Kate Lazarus, team leader for the Mekong Sustainable Hydropower Programme at the IFC, was quoted by the official Chinese news agency Xinhua saying that Vientiane saw hydropower as an important source of income and means to rid its least developed country status.
“Hydropower investments require lengthy and thorough study to determine project feasibility and impact. The environmental and social impacts from hydropower projects need to be understood and managed. Government policy needs to be continually updated,” Lazarus said.
“With abundant water resources, hydropower, if developed and managed well, can be shared regionally through wider connectivity of the grid, benefitting neighbouring countries,” she added.
Laos is expected to develop more than 60 generation projects by 2020 up from the current 38, bringing electrification to 98 per cent of households compared to 85 per cent today, the Ministry of Energy and Mines claimed.
According to the Ministry’s Vision 2030 presented to January’s five-year 10th Congress of the Lao People’s Revolutionary Party, which rules the one-party state, the country’s installed hydropower capacity by 2030 was projected to reach 17,000 megawatts. Of this, 10,000mw could be expected to be exported, it said. The export of power would provide a significant economic and fiscal contribution in the landlocked, import-dependent state, the plan said.
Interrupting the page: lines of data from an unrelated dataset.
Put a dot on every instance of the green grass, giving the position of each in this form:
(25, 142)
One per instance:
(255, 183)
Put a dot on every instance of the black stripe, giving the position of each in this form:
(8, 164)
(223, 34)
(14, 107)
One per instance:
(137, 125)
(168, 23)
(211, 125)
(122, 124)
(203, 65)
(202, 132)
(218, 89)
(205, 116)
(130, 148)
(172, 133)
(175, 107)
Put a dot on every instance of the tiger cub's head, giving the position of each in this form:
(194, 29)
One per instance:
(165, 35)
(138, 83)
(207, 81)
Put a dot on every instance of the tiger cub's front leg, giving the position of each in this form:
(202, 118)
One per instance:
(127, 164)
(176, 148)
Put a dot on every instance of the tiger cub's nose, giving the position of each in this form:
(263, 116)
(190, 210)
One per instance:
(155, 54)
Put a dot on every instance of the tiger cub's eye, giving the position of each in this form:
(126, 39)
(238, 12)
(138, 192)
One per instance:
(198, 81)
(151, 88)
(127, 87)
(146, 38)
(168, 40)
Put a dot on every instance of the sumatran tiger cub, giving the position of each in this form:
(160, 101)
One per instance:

Meanwhile, North Korea and Laos have signed a security agreement, the pariah state’s media reported. It is thought the deal might involve the enforced repatriation of North Korean defectors in Laos, which is a popular staging post for defectors looking for asylum in South Korea.
The Korean Central News Agency (KCNA) reported that a delegation of the Ministry of People’s Security had talks with a delegation from the Laotian Ministry of Public Security to discuss “mutual concern and boosting the cooperation of the two security organs”. As two of the world’s most secretive states, few reliable details were divulged.
Concern has been raised that the agreement relates to the repatriation of North Korean defectors in Laos. Nine teenager defectors were captured in Laos in 2013 and forcefully returned to Pyongyang, resulting in condemnation by rights groups. North Korea and Russia signed an extradition treaty last month.
“In general the position of the office is that bilateral agreements of this type should fully respect the principle of non-refoulement and protect people from forced repatriation,” Tarek Cheniti, a deputy representative of the UN Human Rights Seoul Office, told the independent NK News.
Laos and North Korea established diplomatic ties in 1974 and have cooperated in trade and technology.
“Laos signed and ratified the UN convention against torture, which bans every country from extraditing a person to where they would be in danger of being subject to torture,” said Ahn Younkyo, said a UN spokesperson.